Following careful diagnostic routine procedures 13 extremely short children were diagnosed as having isolated growth hormone deficiency, and were successfully treated with HGH. A true isolated growth hormone deficiency was present in 5 of the children, whereas 8 showed a normal increase in serum growth hormone on repeated growth hormone stimulation tests after their development of puberty and termination of HGH treatment. Three boys with bone ages of 5.5, 8.0 and 9.5 years showed an undisputable effect following HGH administration. They showed an initial growth at the start of treatment, and a second growth spurt during development of puberty. Two of the boys reached final statures of 14 cm taller than the predicted heights. The other patients, including the children with true isolated growth hormone deficiency showed an initial spurt of growth at the start of the HGH treatment immediately followed by a pubertal growth spurt. The mean acceleration of height velocity for the children with true isolated growth hormone deficiency was from 3.4 cm during the year before treatment to 7.0 cm during the first year on treatment, as compared to 2.8 and 7.4 cm, respectively, for the children with transitory growth hormone deficiency. A girl with severe anorexia nervosa who had a transitory growth hormone deficiency, showed an accelerated high velocity from 1.1 cm to 7.6 cm during the first year following treatment with HGH.
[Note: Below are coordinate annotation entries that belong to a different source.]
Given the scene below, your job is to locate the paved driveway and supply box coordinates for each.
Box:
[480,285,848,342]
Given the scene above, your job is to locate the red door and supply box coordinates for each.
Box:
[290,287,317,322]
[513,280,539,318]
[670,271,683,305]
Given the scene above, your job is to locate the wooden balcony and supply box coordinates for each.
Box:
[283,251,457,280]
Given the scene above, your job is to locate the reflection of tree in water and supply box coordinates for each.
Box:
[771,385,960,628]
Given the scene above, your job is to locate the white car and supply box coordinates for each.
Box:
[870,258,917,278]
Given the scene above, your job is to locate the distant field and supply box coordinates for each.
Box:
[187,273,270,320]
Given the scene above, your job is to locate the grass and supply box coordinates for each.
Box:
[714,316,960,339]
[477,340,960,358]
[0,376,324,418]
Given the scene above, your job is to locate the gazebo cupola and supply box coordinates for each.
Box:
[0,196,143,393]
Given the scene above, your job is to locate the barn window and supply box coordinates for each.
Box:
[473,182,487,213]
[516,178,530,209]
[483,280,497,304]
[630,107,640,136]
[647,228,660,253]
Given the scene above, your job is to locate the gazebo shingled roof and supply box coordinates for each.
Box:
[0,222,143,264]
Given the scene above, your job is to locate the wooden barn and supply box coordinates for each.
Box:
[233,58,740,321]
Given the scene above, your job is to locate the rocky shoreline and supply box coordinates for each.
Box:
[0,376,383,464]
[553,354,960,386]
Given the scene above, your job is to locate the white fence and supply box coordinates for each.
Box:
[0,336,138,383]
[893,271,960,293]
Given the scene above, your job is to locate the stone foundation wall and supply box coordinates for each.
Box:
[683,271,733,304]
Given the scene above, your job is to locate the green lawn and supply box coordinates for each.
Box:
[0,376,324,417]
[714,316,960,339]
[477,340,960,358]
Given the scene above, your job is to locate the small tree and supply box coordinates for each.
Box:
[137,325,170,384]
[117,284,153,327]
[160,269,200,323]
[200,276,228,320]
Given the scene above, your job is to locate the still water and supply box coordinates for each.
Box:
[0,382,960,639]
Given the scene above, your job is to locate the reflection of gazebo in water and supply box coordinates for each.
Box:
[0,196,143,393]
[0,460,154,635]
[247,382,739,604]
The question whether HGH treatment should be made available to all short children with no known syndrome, and presenting a height less than −3.5 sds, a bone age/chronological age ratio of less than ⅔, and a height velocity less than −2 sds is discussed. The only way to know if a child will respond to HGH treatment is to give it for a trial period of at least six months. At least a physiological stimulus to growth hormone secretion should be decisive in the selection of growth retarded children for HGH treatment. Different mechanisms seem to be responsible for physiological growth hormone secretion to sleep or exercise, and the secretion obtained with pharmacological stimuli.